看護師の仕事と一口に言っても、病院だけでなくさまざまな就業場所があります。したがって、仕事の内容は、その就業場所によって多少異なってきます。ここでは主に病院で働く看護師の仕事に関して触れたいと思います。看護師は基本的に、医師の診断・治療のための補助的役割が仕事の中心となります。具体的には、以下のような仕事があります。

・問診

毎日、患者さんの様態を確認し、異常はないか問診を行います。

・各種検査

検査がある場合は、まず検査の説明をしてから検査、処置を行います。

・点滴、注射

点滴や注射も毎日の日課です。

・与薬

薬も説明して渡します。

・食事、排泄の介助

手術後や寝たきりの患者さんには、食事や排泄の介助を行います。

・患者移送

患者さんがベッドを移動するときは、その作業を行います。


・体位交換

動けない患者さんが床ずれを起こさないように、体位交換を一日に何度も行います。

・新生児のケア

新生児のお風呂や、おむつ、異常はないかなどの確認を行います。

・身体をきれいにする

手術後などお風呂に入れない患者さんの身体を拭く作業を行います。

・配膳、下膳

一日三食、食事の配膳、食事のお手伝い、そして下げる作業を行います。

・ベッドメーキング

患者さんが気持ちよく安眠出来るように、ベッドメーキングを行います。

・ナースコールの対応

ナースコールがなれば、他の作業を一時中断してその対応をします。

 

このほか、記録、巡回、訪問介護、自宅療養のための教育、指導など、病医療の高度化、複雑化に伴い、看護師の仕事内容も年々、多岐にわたるようになっています。また、幅広い知識はもちろん、先端医療への対応も求められるようになっていて、日ごろの勉強も欠かせません。

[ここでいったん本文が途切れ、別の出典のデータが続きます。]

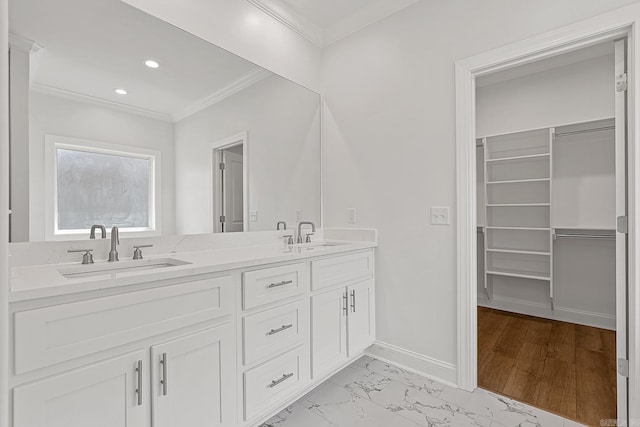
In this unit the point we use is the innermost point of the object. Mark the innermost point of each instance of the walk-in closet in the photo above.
(546, 164)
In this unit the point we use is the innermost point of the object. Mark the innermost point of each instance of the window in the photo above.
(96, 183)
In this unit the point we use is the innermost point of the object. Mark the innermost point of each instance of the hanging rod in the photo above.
(585, 236)
(577, 132)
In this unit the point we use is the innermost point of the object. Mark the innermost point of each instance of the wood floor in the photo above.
(557, 366)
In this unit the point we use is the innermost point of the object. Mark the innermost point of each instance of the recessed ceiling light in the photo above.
(151, 64)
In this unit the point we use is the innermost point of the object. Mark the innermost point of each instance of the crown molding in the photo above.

また、最近の病院はパソコンでカルテを一元管理するようになってきているので、パソコンの操作が必要です。これは年配のベテラン看護師を悩ませているようです。

通常、看護師1人で、平均5〜8人ほどの患者を1日に受け持ちます。上記の作業を一人ひとりに行なっていくのですから、時間が足りなくなる事もしばしばのようです。体力もかなり消耗します。少しでも要領良く仕事をこなすために、自分で行動計画を立てる必要があります。しかし、計画通りに仕事をこなしていても、ナースコールが鳴れば、その途端に計画は崩れ、自分の思うように仕事が出来ないのが現状です。

1日にするべき仕事が終わったあとは、看護記録をつけます。これは次に受け持つ看護師に申し送るためですが、これもなかなか大変な作業のようです。記録が終われば1日の仕事も終了です。